Но желания велики, а крылья слабы. Часто умственное бессилие наводило

на меня глубокую тоску, часто мучился я недоверчивостью и сомнением и тем

более скрывал мою тайну.

Вот пронесся слух о путешествии государя наследника и что ваше

превосходительство находитесь в свите. Наш город пробудился: все

приготовлялось. Я тоже не был в бездействии: я решился сделать себе насилие,

преодолеть робость. Пересмотрел мои опыты, собрал все, что находил из них

лучшего, поправил, переписал и пошел с тетрадью к вашему превосходительству,

как только вы приехали. Мог ли я сделать лучше? Я нес подарок мой со

смятением, но поддерживался, утешался мыслию, что услышу правду и верный

приговор себе.

И ваше превосходительство признали во мне способности. Это для меня

крайне утешительно и лестно. Вы с добродушием тогда спросили: чего бы я мог

желать себе? Конечно, если действительно существует во мне что-нибудь

похожее на природные дарования, я желал бы обработать их, воспитать

способности учением, распространить силы познаниями. Но где средства?

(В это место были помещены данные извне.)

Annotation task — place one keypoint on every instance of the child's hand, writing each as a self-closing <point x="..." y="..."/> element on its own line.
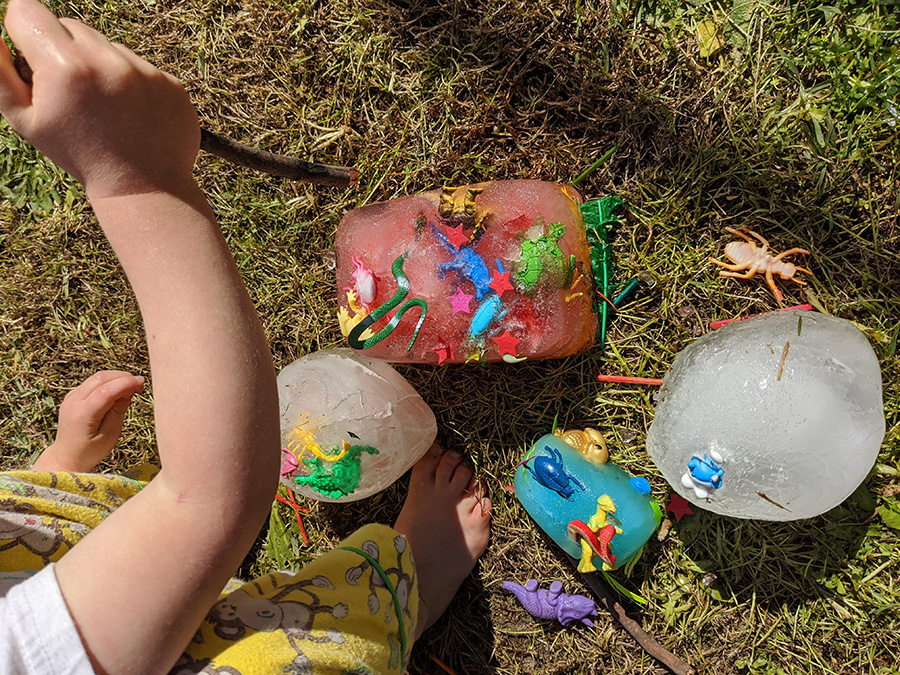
<point x="90" y="422"/>
<point x="113" y="121"/>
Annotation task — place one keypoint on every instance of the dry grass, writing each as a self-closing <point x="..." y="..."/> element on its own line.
<point x="789" y="131"/>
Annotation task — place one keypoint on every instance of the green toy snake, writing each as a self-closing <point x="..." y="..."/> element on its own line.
<point x="379" y="312"/>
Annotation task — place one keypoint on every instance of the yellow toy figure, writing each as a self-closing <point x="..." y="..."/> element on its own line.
<point x="599" y="526"/>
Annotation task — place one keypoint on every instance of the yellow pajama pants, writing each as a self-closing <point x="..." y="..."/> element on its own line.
<point x="352" y="611"/>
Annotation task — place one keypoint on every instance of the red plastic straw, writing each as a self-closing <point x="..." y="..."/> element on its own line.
<point x="719" y="324"/>
<point x="623" y="379"/>
<point x="297" y="510"/>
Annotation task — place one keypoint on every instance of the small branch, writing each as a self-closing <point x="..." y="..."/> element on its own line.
<point x="645" y="640"/>
<point x="277" y="165"/>
<point x="250" y="157"/>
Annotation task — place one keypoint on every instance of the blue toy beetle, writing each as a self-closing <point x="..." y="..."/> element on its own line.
<point x="549" y="472"/>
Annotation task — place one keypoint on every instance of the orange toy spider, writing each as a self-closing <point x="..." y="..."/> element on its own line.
<point x="746" y="255"/>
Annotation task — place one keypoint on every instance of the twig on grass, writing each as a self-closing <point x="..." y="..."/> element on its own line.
<point x="645" y="640"/>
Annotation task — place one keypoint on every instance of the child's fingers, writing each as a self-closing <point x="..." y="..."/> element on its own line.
<point x="111" y="391"/>
<point x="102" y="377"/>
<point x="14" y="92"/>
<point x="36" y="32"/>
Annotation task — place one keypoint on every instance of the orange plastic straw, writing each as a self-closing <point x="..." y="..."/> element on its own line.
<point x="624" y="379"/>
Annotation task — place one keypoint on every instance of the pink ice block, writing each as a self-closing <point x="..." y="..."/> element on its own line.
<point x="484" y="272"/>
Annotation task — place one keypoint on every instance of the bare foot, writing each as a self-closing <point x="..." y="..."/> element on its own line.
<point x="447" y="527"/>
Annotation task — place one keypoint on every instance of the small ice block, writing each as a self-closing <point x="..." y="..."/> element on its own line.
<point x="484" y="272"/>
<point x="576" y="499"/>
<point x="350" y="426"/>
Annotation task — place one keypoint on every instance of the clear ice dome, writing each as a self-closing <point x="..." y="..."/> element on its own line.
<point x="781" y="414"/>
<point x="333" y="400"/>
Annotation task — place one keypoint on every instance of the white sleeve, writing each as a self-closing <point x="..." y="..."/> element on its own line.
<point x="37" y="634"/>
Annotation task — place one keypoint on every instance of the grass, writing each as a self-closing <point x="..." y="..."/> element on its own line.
<point x="791" y="128"/>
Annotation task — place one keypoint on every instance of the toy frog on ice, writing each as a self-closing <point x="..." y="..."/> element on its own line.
<point x="485" y="272"/>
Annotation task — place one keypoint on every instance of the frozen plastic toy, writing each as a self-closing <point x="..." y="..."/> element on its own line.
<point x="593" y="510"/>
<point x="778" y="417"/>
<point x="484" y="272"/>
<point x="349" y="426"/>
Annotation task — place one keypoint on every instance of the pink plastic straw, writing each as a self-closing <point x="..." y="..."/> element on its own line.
<point x="719" y="324"/>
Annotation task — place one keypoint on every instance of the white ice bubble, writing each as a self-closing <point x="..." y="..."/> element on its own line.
<point x="788" y="402"/>
<point x="351" y="426"/>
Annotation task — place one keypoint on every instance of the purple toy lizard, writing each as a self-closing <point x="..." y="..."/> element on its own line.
<point x="553" y="603"/>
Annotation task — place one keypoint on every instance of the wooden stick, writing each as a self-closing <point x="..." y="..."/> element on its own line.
<point x="719" y="324"/>
<point x="645" y="640"/>
<point x="250" y="157"/>
<point x="277" y="165"/>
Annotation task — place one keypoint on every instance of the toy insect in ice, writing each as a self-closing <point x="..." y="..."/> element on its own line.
<point x="595" y="511"/>
<point x="476" y="273"/>
<point x="550" y="472"/>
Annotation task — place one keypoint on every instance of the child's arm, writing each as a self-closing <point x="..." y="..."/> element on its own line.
<point x="139" y="585"/>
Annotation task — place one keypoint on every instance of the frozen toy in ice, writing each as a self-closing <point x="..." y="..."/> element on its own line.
<point x="593" y="510"/>
<point x="349" y="426"/>
<point x="485" y="272"/>
<point x="778" y="417"/>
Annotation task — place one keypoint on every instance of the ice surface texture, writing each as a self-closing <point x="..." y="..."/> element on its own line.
<point x="500" y="270"/>
<point x="561" y="485"/>
<point x="791" y="403"/>
<point x="352" y="425"/>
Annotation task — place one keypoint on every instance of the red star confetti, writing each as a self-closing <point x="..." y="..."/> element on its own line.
<point x="443" y="352"/>
<point x="456" y="236"/>
<point x="500" y="283"/>
<point x="507" y="343"/>
<point x="460" y="301"/>
<point x="679" y="506"/>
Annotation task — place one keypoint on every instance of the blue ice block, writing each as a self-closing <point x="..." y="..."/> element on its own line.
<point x="573" y="498"/>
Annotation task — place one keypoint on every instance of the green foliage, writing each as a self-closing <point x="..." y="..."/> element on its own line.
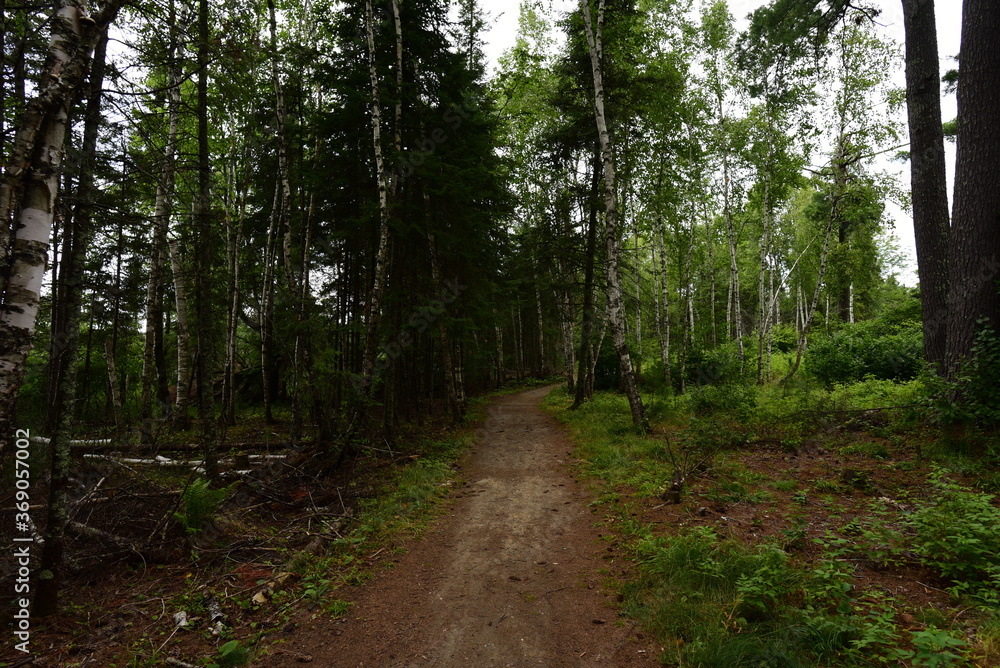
<point x="932" y="648"/>
<point x="956" y="534"/>
<point x="868" y="349"/>
<point x="721" y="603"/>
<point x="973" y="397"/>
<point x="230" y="655"/>
<point x="199" y="503"/>
<point x="715" y="366"/>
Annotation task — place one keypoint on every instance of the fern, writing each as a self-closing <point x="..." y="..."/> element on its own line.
<point x="200" y="502"/>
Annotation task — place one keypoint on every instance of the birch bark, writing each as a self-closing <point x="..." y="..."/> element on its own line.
<point x="33" y="168"/>
<point x="615" y="308"/>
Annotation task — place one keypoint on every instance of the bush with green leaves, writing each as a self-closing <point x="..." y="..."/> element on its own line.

И вот я в Петербурге. Не за тем ли я сюда явился, чтобы решить задачу

жизни, начать новый период? Но как осуществить надежды, сделать поворот?

Средства учения здесь существуют, надобно приняться за все, потому что ничего

не знаю. <...>

В таких обстоятельствах, к исполнению моего желания и вашей воли,

существует разве один способ, одно средство: надобно искать такого рода

службы, при которой бы, с отправлением обязанности, соразмерной моим

способностям, я мог иметь время для учения. Ваше превосходительство с редким

добродушием вызвались принять участие в этом. Вы заботитесь обо мне,

занимаетесь моей судьбою. Это сильно меня трогает и смущает, потому что прав

мало имею. <...>

Ваше превосходительство лучше знает, что для меня нужно. Если мои

способности возбуждают внимание, если от них можно чего-нибудь надеяться,

прошу вашего участия: доставьте мне место, где бы, исполняя свою обязанность,

я мог иметь книги и время. Благодарить вас иначе не буду в силах, как усердным

стремлением достигнуть успехов и оправдать благодеяние.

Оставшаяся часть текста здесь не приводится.